Life Insurance Premium consists of three important factors, which an individual opting to purchase a life insurance policy should be acquainted with. These are mortality charges, sales & administration expenses and savings component. Mortality charges are incurred by the Life insurance Company to cover the risk of an uncertain eventuality to the individual. Sales & administration expenses are incurred by the insurance company for operational purposes and recovered from the premiums that the individual pays towards his policy. Savings Component portion of the premium is invested by the
life insurance company in various investment avenues like government securities (G-secs), bonds, money market instruments and equities in varying proportions. For an individuals benefit it is wise that he keeps his insurance needs and investment plans apart. This will also ensure a better and a more secure financial future. Insurance premiums need to cover both the expected cost of losses, plus the cost of issuing and administering the policy, adjusting losses, and supplying the capital needed to reasonably assure that the insurer will be able to pay claims.

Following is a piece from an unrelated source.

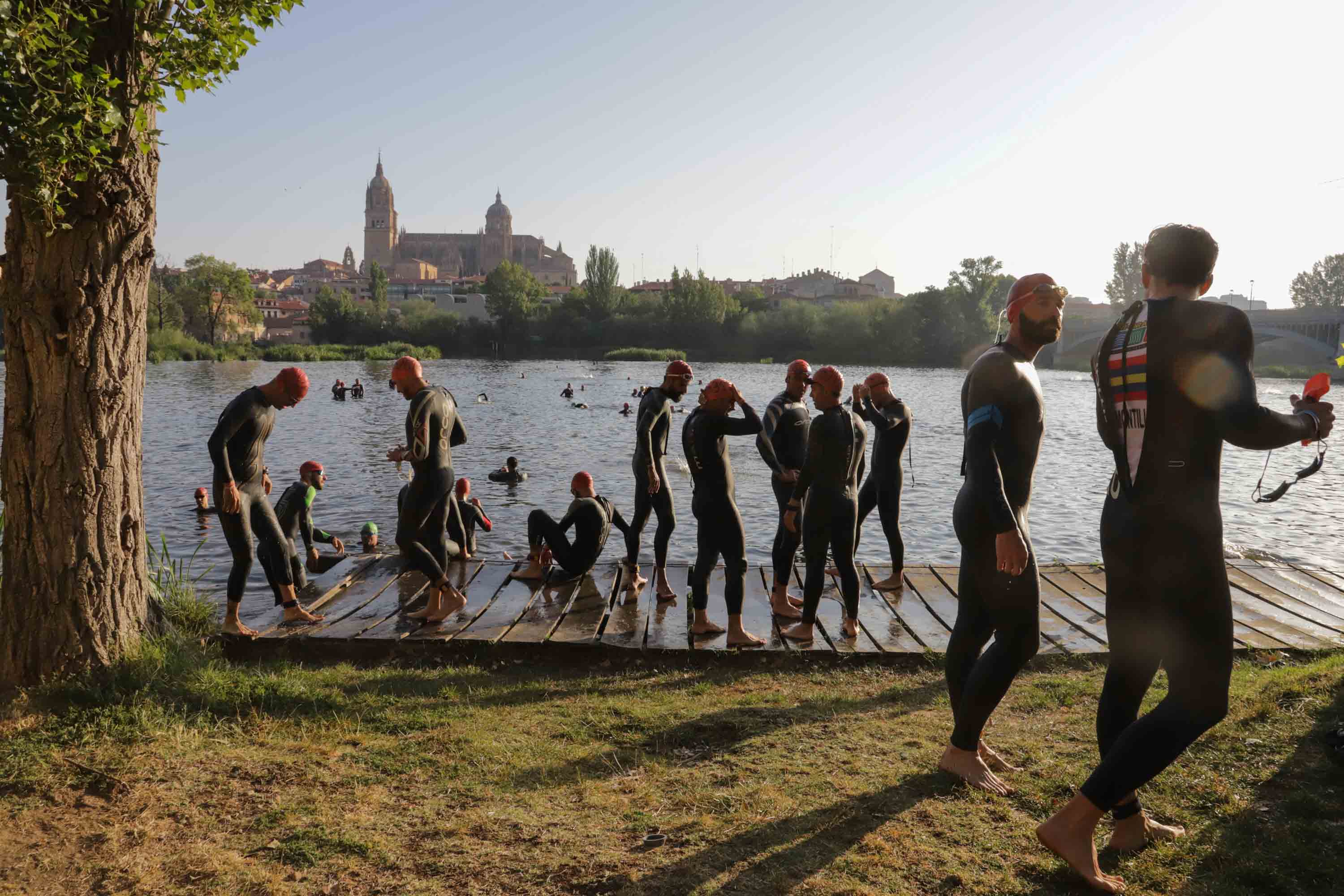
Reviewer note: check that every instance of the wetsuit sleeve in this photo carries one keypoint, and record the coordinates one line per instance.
(984, 422)
(765, 441)
(229, 424)
(1244, 421)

When insured parties experience a loss for a specified peril, the coverage entitles the policyholder to make a 'claim' against the insurer for the covered amount of loss as specified by the policy. The fee paid by the insured to the insurer for assuming the risk is called the 'premium'. Insurance premium are of many types and depends on the kind of insurance policy you opt for. Life Insurance depends on the type and amount of insurance you buy & your chance of death while the policy is in effect which is determined by your lifestyle. In order to get the best premium rates one would want to be labeled as preferred risk taker or below average risk taker of early death. Life Insurance Companies remove a rated premium if you maintain good health for a specified period, give evidence that your health has improved, or change to a less-hazardous occupation. Being a non-smoker carries a strong advantage when looking for low life insurance rates.
Waiver of premium rider is a clause in an insurance policy that waives the policyholder's obligation to pay any further premiums should he or she become seriously ill or disabled. A waiver of premium allows people to benefit from an insurance policy, even when they cannot work. Most Life Insurance Companies incorporate a waiver of premium into a policy. The waiver is usually associated with
life insurance policies, and requires the policyholder to be disabled for a specified amount of time, such as being incapacitated for six months. To have a waiver of premium, some companies may also place other requirements on the policyholder, such as being healthy and below a certain age. All in all paying a good premium ensures that you have opted for a good life insurance policy that covers all monetary needs of your family incase of your death and hence maintaining their standard of living through out.